The dictum of Mr. Justice Buller in Morgan v. Hughes, 2 T. R. 225, that if the accused “ was discharged by the grand jury’s *98not finding the bill, that would have shown a legal end to the prosecution,” does not necessarily imply that the mere fact of the grand jury’s not finding a bill at the term to which the accused is bound over would be an end of the prosecution. It rather implies that the prosecution is not ended unless he is discharged by reason of the grand jury’s finding no bill. See Thomas v. DeGraffenreid, 2 Nott & M’Cord, 143. Under our practice, it cannot be held that the prosecution is at an end, until the accused has been discharged by an order of the court.

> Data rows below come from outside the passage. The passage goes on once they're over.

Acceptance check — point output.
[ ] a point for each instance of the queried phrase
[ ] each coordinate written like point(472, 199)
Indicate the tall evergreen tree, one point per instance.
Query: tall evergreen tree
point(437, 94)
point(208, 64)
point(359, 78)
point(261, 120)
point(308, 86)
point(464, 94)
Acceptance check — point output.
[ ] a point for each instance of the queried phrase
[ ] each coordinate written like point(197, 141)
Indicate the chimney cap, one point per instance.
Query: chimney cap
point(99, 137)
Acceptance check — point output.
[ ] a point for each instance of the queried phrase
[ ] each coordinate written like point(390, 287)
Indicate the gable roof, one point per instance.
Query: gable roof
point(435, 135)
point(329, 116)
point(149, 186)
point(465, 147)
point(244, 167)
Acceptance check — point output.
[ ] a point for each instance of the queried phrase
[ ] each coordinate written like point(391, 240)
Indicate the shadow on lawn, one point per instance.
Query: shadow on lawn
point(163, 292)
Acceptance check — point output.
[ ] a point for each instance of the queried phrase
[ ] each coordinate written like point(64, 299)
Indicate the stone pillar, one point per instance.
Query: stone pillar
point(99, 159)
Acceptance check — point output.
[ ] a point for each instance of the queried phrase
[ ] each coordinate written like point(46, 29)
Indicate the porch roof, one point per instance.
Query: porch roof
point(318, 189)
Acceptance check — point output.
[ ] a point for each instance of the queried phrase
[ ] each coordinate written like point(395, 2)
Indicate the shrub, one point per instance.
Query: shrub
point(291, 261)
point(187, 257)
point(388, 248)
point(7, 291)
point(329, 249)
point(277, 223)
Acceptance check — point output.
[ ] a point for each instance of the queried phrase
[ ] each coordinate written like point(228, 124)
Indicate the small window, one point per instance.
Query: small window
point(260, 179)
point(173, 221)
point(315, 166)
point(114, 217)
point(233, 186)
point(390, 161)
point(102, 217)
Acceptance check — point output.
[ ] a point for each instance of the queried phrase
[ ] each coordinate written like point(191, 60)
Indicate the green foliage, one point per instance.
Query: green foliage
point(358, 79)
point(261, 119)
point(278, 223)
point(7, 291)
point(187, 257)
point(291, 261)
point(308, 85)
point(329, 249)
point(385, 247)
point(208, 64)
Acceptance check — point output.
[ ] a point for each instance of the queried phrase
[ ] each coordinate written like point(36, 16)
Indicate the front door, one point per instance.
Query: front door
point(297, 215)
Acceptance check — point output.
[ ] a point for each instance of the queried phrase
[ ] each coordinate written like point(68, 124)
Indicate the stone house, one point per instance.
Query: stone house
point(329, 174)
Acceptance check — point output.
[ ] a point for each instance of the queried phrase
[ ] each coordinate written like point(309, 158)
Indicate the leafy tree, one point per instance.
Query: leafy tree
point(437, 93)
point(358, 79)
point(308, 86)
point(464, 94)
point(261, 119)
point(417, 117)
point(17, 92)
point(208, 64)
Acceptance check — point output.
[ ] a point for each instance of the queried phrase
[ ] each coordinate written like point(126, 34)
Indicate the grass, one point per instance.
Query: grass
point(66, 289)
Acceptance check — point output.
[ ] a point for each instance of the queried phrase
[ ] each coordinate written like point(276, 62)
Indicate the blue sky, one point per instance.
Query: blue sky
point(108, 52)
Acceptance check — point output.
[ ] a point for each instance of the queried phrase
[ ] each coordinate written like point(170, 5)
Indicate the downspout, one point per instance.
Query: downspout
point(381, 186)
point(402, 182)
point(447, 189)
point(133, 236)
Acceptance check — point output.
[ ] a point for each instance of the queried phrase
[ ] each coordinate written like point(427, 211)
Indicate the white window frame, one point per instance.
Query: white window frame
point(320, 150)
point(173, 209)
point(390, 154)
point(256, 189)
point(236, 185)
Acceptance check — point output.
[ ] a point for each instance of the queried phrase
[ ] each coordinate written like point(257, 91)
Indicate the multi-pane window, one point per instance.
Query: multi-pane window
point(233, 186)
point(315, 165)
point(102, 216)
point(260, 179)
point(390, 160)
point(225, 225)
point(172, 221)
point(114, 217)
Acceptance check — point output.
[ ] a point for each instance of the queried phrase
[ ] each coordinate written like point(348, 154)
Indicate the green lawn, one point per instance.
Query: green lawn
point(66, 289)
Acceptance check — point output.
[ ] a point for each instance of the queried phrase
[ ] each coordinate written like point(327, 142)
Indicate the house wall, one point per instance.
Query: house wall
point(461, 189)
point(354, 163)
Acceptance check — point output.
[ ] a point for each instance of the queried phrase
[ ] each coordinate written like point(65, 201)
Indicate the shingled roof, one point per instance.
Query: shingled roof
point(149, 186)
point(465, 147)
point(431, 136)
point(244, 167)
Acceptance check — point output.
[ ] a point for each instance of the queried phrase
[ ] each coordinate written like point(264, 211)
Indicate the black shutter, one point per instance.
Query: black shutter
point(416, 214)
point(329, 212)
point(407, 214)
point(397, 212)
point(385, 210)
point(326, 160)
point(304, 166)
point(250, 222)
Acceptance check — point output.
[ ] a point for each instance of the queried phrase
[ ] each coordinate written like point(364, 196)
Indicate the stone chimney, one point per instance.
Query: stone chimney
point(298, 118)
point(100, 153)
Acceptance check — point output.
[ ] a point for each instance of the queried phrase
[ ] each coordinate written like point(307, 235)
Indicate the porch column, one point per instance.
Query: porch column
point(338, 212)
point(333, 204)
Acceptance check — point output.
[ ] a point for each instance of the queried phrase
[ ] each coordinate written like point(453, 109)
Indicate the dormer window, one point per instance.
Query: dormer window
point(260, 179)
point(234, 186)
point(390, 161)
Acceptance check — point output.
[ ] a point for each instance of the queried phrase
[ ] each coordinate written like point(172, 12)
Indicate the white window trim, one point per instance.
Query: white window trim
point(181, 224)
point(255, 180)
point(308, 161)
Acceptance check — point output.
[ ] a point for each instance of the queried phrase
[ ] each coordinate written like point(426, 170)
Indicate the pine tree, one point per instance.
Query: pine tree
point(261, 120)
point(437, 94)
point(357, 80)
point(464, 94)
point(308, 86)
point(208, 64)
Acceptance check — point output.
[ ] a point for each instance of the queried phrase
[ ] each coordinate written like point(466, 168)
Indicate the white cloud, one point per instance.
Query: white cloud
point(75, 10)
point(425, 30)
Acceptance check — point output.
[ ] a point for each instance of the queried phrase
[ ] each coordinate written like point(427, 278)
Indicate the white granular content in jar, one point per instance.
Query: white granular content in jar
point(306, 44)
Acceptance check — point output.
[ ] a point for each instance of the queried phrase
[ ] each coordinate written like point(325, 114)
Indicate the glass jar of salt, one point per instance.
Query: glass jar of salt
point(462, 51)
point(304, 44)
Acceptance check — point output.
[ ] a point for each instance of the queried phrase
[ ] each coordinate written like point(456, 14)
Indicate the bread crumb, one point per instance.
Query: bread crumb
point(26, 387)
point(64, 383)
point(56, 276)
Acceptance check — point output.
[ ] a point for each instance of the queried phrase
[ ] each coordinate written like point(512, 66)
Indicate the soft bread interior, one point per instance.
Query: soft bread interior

In the case at bar, as is to be assumed for the purposes of the question before us, the defendant caused to be instituted before the Police Court of Salem a complaint against the plaintiff, charging her with the crime of larceny. She was adjudged to be probably guilty, and ordered to recognize, with surety, to answer further to the complaint at the October term 1874 of the Superior Court. She thereupon entered into a recognizance to appear at the October term of the Superior Court, and at any subsequent term or terms until the final sentence, decree or order of the Superior Court, and to abide such final sentence, decree or order. To prove that this prosecution was at an end, the plaintiff introduced the records of the Superior Court, by which it appears that, at the said October term, “ the grand jury return ‘ no bill ’ in the following cases,” the list of cases forming part of the return including that of the plaintiff. But the record does not show that the plaintiff was thereupon discharged by the court. The mere return of “ no bill ” by the grand jury did not operate as a legal discharge of the accused, and did not necessarily import that the same or a subsequent grand jury might not find a bill upon the same complaint. The testimony of the district attorney, therefore, that the case was continued before the grand jury by reason of the absence of a witness, did not contradict the record, and was competent.

The evidence in the case shows that, at the time when the plaintiff commenced this suit, the prosecution alleged to be malicious had not been terminated; and it follows that she cannot maintain the action.

According to the terms of the agreed facts, therefore, the entry must be Plaintiff nonsuit.